# Lights?



## TL1FAAT (Apr 16, 2009)

Just curious as to what guys use for lights. I've used two 500 W halogens which did alright. All I have is a 1200 W generator and that would trip off after about 20 mins running those two halogens. I've seen boats stacked with lights tho and wondered if they had low wattage bulbs or if they were running that big of a generator? Is there bowfishing specific lights out there? Let me know what works for you and general prices.


----------



## weasle414 (Dec 31, 2006)

You can swap out the bulbs for 300, 250 or 150 watt bulbs to run more lights. I'm running 6-500 watt halos on a 3500 watt champion genny. Works great for clear water but trying to shoot muddy lakes is tough. Another option is just get a bigger generator, Menards usually has sales on something.


----------



## bowcarp (Feb 27, 2007)

your pushing the max on your genny 80% of 1200 is 960 I'm running a pro-force 3750 peak 3000 continous using 6 500w halos handles just fine even if it is at the top end for around 275 to 325 you should be able to find a genny at that price I consider them disposable meaning the cost to fix aint worth it but I've run mine for 3 years now know 1 guy who has run wen from menards for close to 5 years now , I'd split it up go with 2 250's and 2 150's if your genny still drops out after that I would say you may have other issues also bigger the wire the better I will only use #12 cords to feed my lights


----------



## bowcarp (Feb 27, 2007)

you'll enjoy the lights once you get used to them I'm still not 100% on them but did well with them last thursday


----------



## weasle414 (Dec 31, 2006)

Another option I just thought of that should've hit me right away... HPS lights.

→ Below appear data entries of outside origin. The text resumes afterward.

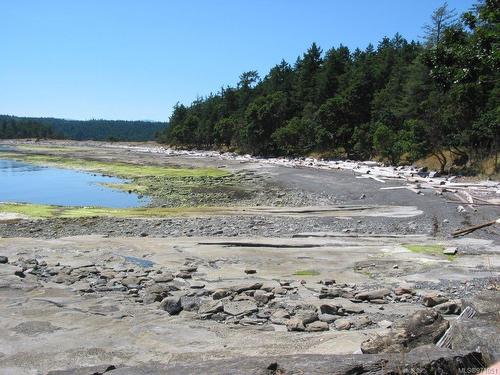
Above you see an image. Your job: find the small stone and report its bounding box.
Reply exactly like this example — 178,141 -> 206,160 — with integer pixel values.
224,301 -> 259,316
422,292 -> 448,307
356,288 -> 391,301
394,287 -> 415,296
160,297 -> 182,315
377,320 -> 392,328
270,309 -> 290,324
295,310 -> 318,324
433,299 -> 462,315
318,314 -> 341,323
190,281 -> 205,289
212,289 -> 231,299
286,318 -> 306,331
198,300 -> 224,315
443,246 -> 457,255
153,272 -> 174,283
319,304 -> 339,315
306,320 -> 330,332
334,319 -> 351,331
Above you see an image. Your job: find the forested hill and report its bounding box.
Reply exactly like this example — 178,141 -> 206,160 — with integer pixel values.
0,116 -> 167,141
159,0 -> 500,174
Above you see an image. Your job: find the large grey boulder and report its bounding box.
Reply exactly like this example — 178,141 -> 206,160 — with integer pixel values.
360,309 -> 449,354
106,347 -> 484,375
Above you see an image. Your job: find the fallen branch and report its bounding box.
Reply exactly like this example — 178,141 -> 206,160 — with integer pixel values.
451,219 -> 500,237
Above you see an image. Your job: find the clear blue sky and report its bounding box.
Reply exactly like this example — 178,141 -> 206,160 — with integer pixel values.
0,0 -> 475,121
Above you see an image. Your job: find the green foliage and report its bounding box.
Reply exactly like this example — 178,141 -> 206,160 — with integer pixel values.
0,115 -> 166,141
158,0 -> 500,171
0,116 -> 61,139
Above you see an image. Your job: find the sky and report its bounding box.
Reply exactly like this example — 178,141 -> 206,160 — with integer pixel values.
0,0 -> 476,121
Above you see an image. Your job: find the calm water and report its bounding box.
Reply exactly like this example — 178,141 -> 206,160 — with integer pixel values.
0,159 -> 148,208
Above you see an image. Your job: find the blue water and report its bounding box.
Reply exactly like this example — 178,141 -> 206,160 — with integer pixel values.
0,159 -> 149,208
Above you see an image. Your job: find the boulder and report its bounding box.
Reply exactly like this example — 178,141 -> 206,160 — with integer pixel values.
433,299 -> 462,315
319,303 -> 339,315
160,297 -> 182,315
224,301 -> 259,316
361,309 -> 449,354
212,289 -> 232,299
306,320 -> 330,332
181,296 -> 201,311
295,310 -> 318,324
269,309 -> 290,324
356,288 -> 391,301
318,314 -> 342,323
286,317 -> 306,331
198,300 -> 224,315
153,272 -> 174,283
253,290 -> 274,305
394,286 -> 415,296
333,318 -> 351,331
231,283 -> 263,294
422,292 -> 448,307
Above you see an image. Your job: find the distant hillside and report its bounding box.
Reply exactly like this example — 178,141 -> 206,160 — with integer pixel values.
0,115 -> 167,141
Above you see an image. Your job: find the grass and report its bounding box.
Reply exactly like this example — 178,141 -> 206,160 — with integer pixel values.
0,152 -> 229,178
403,244 -> 455,260
0,203 -> 57,219
0,152 -> 229,178
294,270 -> 319,276
0,203 -> 233,219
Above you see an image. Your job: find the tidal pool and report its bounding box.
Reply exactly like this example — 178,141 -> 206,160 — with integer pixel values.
0,159 -> 149,208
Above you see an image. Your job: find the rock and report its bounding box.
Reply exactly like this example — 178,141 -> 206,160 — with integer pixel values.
153,272 -> 174,283
198,300 -> 224,315
422,292 -> 448,307
433,299 -> 462,315
443,246 -> 457,255
351,316 -> 373,329
318,314 -> 342,323
272,286 -> 286,295
333,318 -> 351,331
104,347 -> 486,375
306,320 -> 330,332
120,276 -> 140,289
212,289 -> 232,299
286,318 -> 306,331
394,286 -> 415,296
361,309 -> 449,354
319,303 -> 339,315
224,301 -> 259,316
231,283 -> 263,294
269,309 -> 290,324
377,320 -> 392,328
180,266 -> 198,273
253,290 -> 274,305
320,279 -> 335,286
319,288 -> 342,299
356,288 -> 391,301
181,296 -> 201,311
175,271 -> 193,279
189,281 -> 205,289
295,310 -> 318,324
160,297 -> 182,315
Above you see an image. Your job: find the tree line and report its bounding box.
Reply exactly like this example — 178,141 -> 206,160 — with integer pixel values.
0,116 -> 166,141
158,0 -> 500,170
0,117 -> 60,139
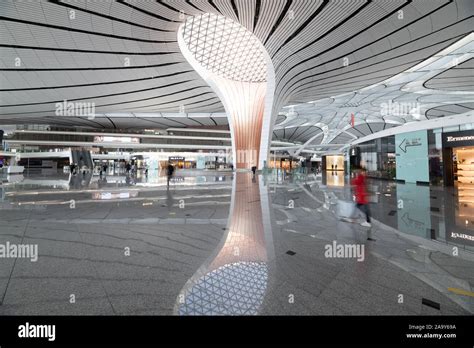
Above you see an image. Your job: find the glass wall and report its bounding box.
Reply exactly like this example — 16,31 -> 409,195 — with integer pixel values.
350,135 -> 396,179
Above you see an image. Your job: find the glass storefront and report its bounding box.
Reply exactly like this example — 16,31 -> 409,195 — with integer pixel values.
350,135 -> 396,179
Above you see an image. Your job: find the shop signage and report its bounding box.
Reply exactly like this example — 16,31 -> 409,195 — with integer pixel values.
443,130 -> 474,147
169,156 -> 184,161
399,138 -> 421,153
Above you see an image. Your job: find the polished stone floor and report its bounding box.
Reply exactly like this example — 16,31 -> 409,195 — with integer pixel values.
0,170 -> 474,315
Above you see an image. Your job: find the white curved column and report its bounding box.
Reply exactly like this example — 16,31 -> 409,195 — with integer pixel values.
178,18 -> 275,169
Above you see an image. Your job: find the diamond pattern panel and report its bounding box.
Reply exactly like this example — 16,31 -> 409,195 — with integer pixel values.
179,262 -> 268,315
183,13 -> 267,82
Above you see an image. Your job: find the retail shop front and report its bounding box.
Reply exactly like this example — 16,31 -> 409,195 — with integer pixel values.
442,130 -> 474,188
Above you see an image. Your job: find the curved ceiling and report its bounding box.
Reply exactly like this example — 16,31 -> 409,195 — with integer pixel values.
0,0 -> 474,141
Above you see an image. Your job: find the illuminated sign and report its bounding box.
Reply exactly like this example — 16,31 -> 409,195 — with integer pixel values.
443,130 -> 474,147
169,156 -> 184,161
94,135 -> 140,144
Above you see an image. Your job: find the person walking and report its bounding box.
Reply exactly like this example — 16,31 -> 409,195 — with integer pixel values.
352,170 -> 372,227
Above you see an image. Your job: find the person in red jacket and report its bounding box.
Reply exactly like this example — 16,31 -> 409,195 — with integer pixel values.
352,170 -> 372,227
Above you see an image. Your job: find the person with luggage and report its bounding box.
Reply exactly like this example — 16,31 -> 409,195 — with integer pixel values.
352,169 -> 372,227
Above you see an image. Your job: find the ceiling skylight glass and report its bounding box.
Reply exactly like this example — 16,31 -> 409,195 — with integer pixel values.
183,13 -> 267,82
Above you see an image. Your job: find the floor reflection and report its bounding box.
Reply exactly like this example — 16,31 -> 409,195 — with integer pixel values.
175,173 -> 271,315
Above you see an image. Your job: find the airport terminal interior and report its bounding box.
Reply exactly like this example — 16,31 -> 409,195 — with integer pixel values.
0,0 -> 474,316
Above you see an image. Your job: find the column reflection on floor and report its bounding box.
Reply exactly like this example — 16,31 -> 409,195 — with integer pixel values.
175,172 -> 272,315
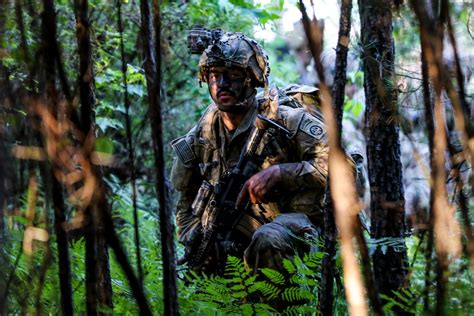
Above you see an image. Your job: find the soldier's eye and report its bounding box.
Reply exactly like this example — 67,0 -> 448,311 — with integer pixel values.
229,72 -> 244,80
209,72 -> 222,81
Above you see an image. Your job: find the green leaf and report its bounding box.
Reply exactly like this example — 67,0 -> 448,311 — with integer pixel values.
94,137 -> 114,154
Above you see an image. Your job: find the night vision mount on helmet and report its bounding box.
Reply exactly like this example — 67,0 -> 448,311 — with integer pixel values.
188,27 -> 270,87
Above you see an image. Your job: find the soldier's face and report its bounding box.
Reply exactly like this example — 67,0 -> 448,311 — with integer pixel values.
208,67 -> 247,113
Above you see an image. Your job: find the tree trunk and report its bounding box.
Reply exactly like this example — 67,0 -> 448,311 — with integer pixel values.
74,0 -> 113,315
359,0 -> 407,296
42,0 -> 73,315
318,0 -> 352,315
140,0 -> 179,315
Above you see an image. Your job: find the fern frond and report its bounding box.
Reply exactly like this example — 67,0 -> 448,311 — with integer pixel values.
261,268 -> 285,285
283,259 -> 296,274
281,287 -> 313,303
249,281 -> 281,299
283,305 -> 316,315
291,274 -> 317,286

You can get the same amount of light with 175 watt hps as you get from 500 halogen. I'm not sure on the price of them, but if I remember right they can be found for $50-75 a piece. You can run 4-6 of them and be good to go!


----------



## carp_killer (Nov 24, 2006)

go HPS or go home. bowfishing is like most things you pay to play but it iand you will be glad you spent the money after your first night on the water :thumb:


----------



## TL1FAAT (Apr 16, 2009)

Thanks for the info guys!


----------